# 75mm Gehäuselüfter ?



## Arkogei (8. November 2009)

*75mm Gehäuselüfter ?*

Gibt es sowas, weil an meinem Gehäuse (Lidl PC) hinten Platz dafür wäre und die Löcher für die Schrauben 7,5 cm waagerecht entfernt sind. Aber so einen Lüfter gibt es nirgendwo. Passt da irgendwie irgendein Lüfter hin ?


----------



## Ahab (8. November 2009)

*AW: 75mm Gehäuselüfter ?*

ach herrje... nee meines wissens nach gibt es keine solchen lüfter. die normen liegen bei 40, 60, 80, 120 und 140 mm.


----------



## FortunaGamer (8. November 2009)

*AW: 75mm Gehäuselüfter ?*

So weit ich weiß gibt es keine Lüfter mit 75mm Abstand. So weit ich weiß gibt nur welche mit 60 oder 80. Hast du ein Lüfter mit 80er Abstand dann kannst du ja gucken ob der passt.


----------



## rabit (8. November 2009)

*AW: 75mm Gehäuselüfter ?*

Oder einen 80er Lüfter mit 1 Scraube befestigen und das andere Loch(diagonal) selber bohren.


----------



## Masterwana (8. November 2009)

*AW: 75mm Gehäuselüfter ?*

Das sind Bohrungen für ganz normale 80er Lüfter. 

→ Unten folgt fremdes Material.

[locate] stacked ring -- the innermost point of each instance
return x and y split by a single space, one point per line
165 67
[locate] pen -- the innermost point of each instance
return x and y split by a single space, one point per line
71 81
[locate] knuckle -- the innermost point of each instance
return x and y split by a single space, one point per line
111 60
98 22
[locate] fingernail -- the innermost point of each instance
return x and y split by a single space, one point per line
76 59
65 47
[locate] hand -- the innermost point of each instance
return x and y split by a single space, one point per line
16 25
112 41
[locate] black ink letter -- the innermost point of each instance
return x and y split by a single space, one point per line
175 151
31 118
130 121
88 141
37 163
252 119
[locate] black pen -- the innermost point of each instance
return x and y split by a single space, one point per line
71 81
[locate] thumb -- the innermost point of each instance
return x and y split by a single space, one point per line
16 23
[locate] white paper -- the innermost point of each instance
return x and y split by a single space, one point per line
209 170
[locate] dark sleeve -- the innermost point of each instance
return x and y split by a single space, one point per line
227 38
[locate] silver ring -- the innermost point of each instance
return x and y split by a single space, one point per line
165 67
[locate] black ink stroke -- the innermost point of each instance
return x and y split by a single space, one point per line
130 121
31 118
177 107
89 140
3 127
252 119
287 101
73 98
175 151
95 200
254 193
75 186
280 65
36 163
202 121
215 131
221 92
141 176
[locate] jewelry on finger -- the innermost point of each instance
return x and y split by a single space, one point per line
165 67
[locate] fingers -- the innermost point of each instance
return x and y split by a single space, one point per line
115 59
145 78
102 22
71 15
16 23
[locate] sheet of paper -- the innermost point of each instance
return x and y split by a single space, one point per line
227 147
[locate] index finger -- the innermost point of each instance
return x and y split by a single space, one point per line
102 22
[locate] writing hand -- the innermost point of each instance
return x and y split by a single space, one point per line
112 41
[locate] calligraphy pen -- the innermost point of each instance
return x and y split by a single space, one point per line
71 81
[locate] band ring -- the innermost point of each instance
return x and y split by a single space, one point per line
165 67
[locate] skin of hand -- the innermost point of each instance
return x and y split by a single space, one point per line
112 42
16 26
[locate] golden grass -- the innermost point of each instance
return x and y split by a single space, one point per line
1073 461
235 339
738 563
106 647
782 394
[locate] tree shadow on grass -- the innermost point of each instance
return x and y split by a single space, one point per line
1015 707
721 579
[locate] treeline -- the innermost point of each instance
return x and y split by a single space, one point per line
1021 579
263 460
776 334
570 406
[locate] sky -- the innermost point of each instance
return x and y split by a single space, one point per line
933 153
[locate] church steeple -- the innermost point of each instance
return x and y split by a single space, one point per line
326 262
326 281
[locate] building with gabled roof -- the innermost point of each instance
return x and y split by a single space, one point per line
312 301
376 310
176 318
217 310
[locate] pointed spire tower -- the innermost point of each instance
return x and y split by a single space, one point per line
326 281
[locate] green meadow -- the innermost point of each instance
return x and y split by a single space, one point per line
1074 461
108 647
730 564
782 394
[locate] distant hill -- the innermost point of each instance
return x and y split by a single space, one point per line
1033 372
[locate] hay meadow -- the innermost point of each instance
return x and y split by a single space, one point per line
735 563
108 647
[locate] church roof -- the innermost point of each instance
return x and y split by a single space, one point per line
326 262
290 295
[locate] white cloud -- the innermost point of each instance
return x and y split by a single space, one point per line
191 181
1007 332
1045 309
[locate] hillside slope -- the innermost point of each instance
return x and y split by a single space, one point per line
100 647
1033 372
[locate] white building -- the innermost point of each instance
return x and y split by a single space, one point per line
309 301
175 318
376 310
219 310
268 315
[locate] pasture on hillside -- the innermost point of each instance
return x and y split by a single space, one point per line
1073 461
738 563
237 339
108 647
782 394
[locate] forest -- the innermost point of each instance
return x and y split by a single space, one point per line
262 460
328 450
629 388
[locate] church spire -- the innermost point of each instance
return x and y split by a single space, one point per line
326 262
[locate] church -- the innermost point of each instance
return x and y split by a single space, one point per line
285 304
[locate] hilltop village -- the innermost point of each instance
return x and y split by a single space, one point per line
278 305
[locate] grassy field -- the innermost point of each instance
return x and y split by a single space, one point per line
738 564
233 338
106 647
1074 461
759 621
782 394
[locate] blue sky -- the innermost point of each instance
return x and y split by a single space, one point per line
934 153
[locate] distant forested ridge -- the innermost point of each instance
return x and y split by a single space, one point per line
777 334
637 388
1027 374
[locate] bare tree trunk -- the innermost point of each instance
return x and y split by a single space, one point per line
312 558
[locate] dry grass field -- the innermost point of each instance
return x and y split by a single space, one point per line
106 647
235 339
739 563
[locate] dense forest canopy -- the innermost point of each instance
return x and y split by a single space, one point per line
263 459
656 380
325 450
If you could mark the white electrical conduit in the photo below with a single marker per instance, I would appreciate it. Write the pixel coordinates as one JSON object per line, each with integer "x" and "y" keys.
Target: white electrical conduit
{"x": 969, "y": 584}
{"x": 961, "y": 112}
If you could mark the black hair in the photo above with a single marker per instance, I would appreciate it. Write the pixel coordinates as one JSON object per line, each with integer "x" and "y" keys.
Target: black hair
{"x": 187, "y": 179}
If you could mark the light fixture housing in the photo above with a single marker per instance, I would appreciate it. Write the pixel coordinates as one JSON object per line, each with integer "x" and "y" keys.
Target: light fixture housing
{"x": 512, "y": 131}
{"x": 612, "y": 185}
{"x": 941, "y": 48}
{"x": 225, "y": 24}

			Dieser Inhalt steht nur eingeloggten Mitgliedern zur Verfügung.
        



*ROT: 66mm
BLAU: 72mm
GRÜN: 78mm
LILA: 80mm*


----------



## $.Crackpipeboy.$ (8. November 2009)

*AW: 75mm Gehäuselüfter ?*

Bohre dir doch einfach ein paar Zusatzlöcher (80iger) oder so damit do dort nen Lüfter reinkriegst...oder Dremelst halt ein bischen...


----------



## Amlug_celebren (8. November 2009)

*AW: 75mm Gehäuselüfter ?*

Die Löcher eines 80mm Lüfters haben einen waagerechten Abstand von ca. 75mm, demnach ist es kein 75mm Gehäuselüfter sondern ein 80mm gehäuselüfter!
der passt!!!

man misst nämlich nicht den Lochabstand sondern die länge des Lüfters!


----------



## Arkogei (9. November 2009)

*AW: 75mm Gehäuselüfter ?*



Amlug_celebren schrieb:


> Die Löcher eines 80mm Lüfters haben einen waagerechten Abstand von ca. 75mm, demnach ist es kein 75mm Gehäuselüfter sondern ein 80mm gehäuselüfter!
> der passt!!!
> 
> man misst nämlich nicht den Lochabstand sondern die länge des Lüfters!



OK Dann bin ich ja beruhigt.


----------



## Arkogei (10. November 2009)

*AW: 75mm Gehäuselüfter ?*

Ich wollte wissen wieviel so ein Gehäuselüfter den bringt, da mein PC wenn ich mal grafisch aufwendige Spiele zock des öfteren nach 20 min. komplett abstürzt (ausgeht).


----------



## MKay (10. November 2009)

*AW: 75mm Gehäuselüfter ?*

Besseren Luftdurchzug, was die Kühlung verstärkt, allerdings würde ich immer bei einem Fertigen PC einen neuen Cpu Kühler einbauen, da der Boxed Kühler sogut wie keine Kühlung bringt(Sie werden nicht mithilfe von Wärmeleitpaste gekühlt, sondern nur angeklebt oder mit Wärmeleitpads gekühlt, die fast nix bringen. aber ein Lüfter kann die Kühlung schon enrom erhöhen.


----------